貧困・虐待・ヤングケアラーそんなの昔は当たり前たった。では、昔の当たり前が今はなぜ問題なのか?
『貧困・孤立からコモンズへ』出版によせて
札幌若者支援総合センター(Youth+センター) 館長 松田考
そんなの、昔はみんな当たり前だった。貧困、虐待、ヤングケアラーなど、子どもや若者を取り巻く社会課題に携わっていると、しばしば耳にする言葉だ。昔の子どもたちは集まれば「腹減ったなぁ」が合言葉で、丸めた新聞紙のボールを持ち寄って遊び、誰もが近所の頑固爺からゲンコツを食らい、家に帰れば小さな弟や妹をおぶっていた。そう、そんなの昔はみんな当たり前だったのだ。
では、昔の当たり前が今はなぜ問題なのだろうか。想像してみてほしい。「腹減ったなぁ」は、もはや仲間の合言葉ではなくなった。ゲームが無ければ、持ち寄って遊ぶ輪に入れない。理不尽な暴力を受けていても、それを周りに知られることは恥ずかしい。きょうだいの世話のために、放課後は誰より先に教室を出る。そんな日々が「あなただけの当たり前」だとしたら、現代の子どもや若者を取り囲む社会課題は「孤立」に収束することができるだろう。

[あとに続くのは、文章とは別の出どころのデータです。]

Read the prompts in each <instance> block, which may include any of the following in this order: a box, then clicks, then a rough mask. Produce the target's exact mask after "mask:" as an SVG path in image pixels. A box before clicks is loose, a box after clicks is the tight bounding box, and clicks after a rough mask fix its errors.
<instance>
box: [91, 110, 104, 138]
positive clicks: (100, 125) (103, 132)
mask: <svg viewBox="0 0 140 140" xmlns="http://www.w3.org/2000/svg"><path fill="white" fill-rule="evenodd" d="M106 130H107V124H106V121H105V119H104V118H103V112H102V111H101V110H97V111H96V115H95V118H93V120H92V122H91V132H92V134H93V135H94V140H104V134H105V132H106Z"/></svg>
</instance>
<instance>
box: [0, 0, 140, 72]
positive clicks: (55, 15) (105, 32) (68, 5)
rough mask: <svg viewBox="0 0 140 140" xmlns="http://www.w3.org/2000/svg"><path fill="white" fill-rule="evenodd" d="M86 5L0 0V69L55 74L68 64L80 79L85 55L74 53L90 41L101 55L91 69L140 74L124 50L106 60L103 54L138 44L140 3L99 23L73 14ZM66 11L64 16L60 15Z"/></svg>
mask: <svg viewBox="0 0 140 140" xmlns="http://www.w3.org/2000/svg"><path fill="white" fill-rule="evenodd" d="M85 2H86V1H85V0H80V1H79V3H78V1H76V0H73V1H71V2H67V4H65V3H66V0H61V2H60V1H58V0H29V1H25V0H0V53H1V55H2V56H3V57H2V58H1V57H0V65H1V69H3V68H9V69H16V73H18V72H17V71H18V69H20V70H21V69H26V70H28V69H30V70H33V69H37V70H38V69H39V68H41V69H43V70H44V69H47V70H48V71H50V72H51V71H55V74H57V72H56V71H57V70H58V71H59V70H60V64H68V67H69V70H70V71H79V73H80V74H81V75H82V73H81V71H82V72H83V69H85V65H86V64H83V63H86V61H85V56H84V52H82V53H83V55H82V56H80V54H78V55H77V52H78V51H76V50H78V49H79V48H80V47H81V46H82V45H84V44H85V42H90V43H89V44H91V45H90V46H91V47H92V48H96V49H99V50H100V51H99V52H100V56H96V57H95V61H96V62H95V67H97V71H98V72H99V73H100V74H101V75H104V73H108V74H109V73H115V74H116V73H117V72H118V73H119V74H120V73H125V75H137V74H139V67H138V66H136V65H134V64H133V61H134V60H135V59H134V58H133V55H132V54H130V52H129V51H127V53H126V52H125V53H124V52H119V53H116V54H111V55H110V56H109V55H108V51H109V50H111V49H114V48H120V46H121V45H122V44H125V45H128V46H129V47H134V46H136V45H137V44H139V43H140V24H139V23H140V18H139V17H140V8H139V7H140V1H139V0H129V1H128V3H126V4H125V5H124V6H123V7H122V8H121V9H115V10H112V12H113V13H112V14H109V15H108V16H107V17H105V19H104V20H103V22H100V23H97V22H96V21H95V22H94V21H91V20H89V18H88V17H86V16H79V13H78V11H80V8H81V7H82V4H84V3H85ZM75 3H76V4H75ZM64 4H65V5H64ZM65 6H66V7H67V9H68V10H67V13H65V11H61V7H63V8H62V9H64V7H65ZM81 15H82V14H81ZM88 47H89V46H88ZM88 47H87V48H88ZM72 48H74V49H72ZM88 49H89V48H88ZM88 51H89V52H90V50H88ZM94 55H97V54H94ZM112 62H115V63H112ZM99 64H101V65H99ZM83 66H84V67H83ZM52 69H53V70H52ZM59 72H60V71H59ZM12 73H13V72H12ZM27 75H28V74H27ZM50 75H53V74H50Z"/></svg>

本書は、そんな孤立に立ち向かう12人のトップランナーによる共闘の足跡である。第Ⅰ部では、研究者が中心となって豊富なデータに基づいた冷静かつ客観的な分析を通じて、今の子どもや若者が抱える孤立リスクの正体を明らかにしていく。しかし、読み進めていくうちに、単なる考察を超えたメッセージが込められていることに気づく。こども家庭庁への期待やNPOなどの市民活動へのエールがそれであり、全ては「子どもの未来をあきらめない」という強い希望を伴って第Ⅱ部へと続いていく。
第Ⅱ部では、各分野の実践者が抱える課題が読み手に共有される。多くのSOSに応えてきた著者たちでさえ、「そもそも助けてと言えない子どもや親がいる」ことを揃って強調する。外国にルーツのある子どもたちや貧困状態にある子どもたちに学習支援が必要であることは分かっていても、当人が「将来のために勉強しよう」と思わなければ、支援のスタートラインに立つことすら難しい。
終章では、編者である青砥恭がローカル・コモンズという概念を提唱し、本書の希望と課題を統合する。青砥によれば、ローカル・コモンズとは包摂的な地域コミュニティであり、究極的には「地域のこどもたちを地域のみんなで育てていく」という価値を共有するまちづくりである。
誰もが貧しく助け合っていた昔をただ懐かしむのではなく、現代社会の課題を個人や世帯に押し込めて孤立させるのでもなく、新しい時代のローカル・コモンズを子どもたちと共に創っていく。そこに希望を見出すのである。課題でさえも寄せ集まれば希望となる。その点で本書もまた、ローカル・コモンズである。